In our continuing struggle for liberty, we adopted the US Constitution in 1789 - the document which the honorable Frederick Douglass later referred to saying that it's strict enforcement is the best guarantee of human and civil rights.

Even then we had not achieved human liberty in America. We were a nation that kept slaves, and we fought a Civil War to end that and we became a nation of unequal opportunity, and we struggled in a Civil Rights movement to stop that, and so we have seen a slow inexorable progression from tyranny, through slavery, through indenture, through inequality, all the way up to this very day.

I submit to you that our long journey is not complete. That while we have made amazing progress towards the perfection of human liberty over the last 235 years since the ratification of the Halifax Accords, we are not done, as we still have a long road ahead.

Today, we as a nation put more people into prison per capita than any other nation on Earth, more than Cuba, more than North Korea, and even more than the old Soviet Union during the height of the Cold War. Today, while African Americans make up 14% of drug users, they make up 52% of drug convictions. By granting private central banks a monopoly on the production and management of American currency, we have seen the divide between the poor and the wealthy grow into a great chasm artificially created and maintained by fiat.

These are struggles which still lay ahead that we can overcome, and that we must overcome if we are to truly set the standard for human liberty. Therefore let us look back to the ratification of the Halifax Resolves which we celebrate today not as a memorial commemoration of long-distant history, but as a remembrance of what the people of North Carolina are truly made of, what we can be, and push forward along the long winding path in the struggle for human liberty and go on to reclaim the title once lost and almost forgotten for our State, "First In Freedom."

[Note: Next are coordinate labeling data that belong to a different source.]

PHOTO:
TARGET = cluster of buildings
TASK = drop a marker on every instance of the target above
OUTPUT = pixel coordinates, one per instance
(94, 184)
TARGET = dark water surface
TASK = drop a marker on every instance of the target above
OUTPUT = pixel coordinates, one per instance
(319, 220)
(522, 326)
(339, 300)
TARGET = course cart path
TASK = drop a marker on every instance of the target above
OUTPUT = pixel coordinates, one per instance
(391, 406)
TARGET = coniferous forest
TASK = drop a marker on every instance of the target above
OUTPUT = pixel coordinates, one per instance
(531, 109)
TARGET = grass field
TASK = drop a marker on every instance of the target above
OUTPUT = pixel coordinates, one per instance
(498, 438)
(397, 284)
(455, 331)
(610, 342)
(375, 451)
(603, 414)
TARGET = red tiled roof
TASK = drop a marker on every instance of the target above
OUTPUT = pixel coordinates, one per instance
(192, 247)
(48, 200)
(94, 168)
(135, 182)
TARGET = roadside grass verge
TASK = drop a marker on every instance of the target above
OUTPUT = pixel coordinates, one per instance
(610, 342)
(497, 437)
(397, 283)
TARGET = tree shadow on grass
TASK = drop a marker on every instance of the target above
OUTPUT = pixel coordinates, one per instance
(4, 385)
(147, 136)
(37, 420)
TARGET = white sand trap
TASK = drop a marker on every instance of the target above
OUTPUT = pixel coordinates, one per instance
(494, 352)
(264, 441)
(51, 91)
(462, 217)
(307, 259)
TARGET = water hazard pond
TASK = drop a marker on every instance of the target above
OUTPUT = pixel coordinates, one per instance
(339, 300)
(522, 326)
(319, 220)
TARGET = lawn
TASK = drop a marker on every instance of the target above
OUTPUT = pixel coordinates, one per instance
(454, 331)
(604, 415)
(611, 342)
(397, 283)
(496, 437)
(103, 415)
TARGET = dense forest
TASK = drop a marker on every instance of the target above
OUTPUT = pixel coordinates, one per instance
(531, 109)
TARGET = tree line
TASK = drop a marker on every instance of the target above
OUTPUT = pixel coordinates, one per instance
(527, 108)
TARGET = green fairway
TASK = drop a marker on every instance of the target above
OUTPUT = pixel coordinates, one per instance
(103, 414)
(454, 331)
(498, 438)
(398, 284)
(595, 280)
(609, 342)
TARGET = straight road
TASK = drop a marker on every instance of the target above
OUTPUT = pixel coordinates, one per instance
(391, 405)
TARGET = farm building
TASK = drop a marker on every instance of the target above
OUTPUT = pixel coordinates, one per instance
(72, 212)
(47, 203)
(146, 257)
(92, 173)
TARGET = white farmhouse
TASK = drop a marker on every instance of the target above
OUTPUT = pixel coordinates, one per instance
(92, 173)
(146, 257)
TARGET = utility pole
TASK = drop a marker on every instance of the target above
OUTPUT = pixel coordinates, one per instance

Let this day mark our way back to the path towards liberty for all mankind, and let history mark this day as the genesis of the second great awakening when a renaissance of freedom sparked once again in the great State of North Carolina and swept across the United States and restored our nation to the liberty which once made our nation the greatest nation on Earth and will do so again.

Friends, colleagues, and fellow North Carolinians, with your help we can move forward from this day not in memorial for a liberty once lost, but refreshed in our struggle and determined to reclaim the title of "First In Freedom" which more than anything else will restore the United States to greatness, and will guarantee human and civil rights for all of our citizens.

With that, I urge my colleagues to vote in favor of this resolution to honor the ratification of the Halifax Resolves, not as much in recognition of what we once did, but rather to remind us of what we can and what we must find the courage to do again.

Thank you Mr. Speaker.

GunnyFreedom
04-13-2011, 07:50 AM
bump

K466
04-13-2011, 08:31 AM
Great speech, you've got a new subscriber on You Tube.

I know it's not your fault, but too bad the video is blurry...

BTW, Thanks for what you are doing to advance liberty, Glen!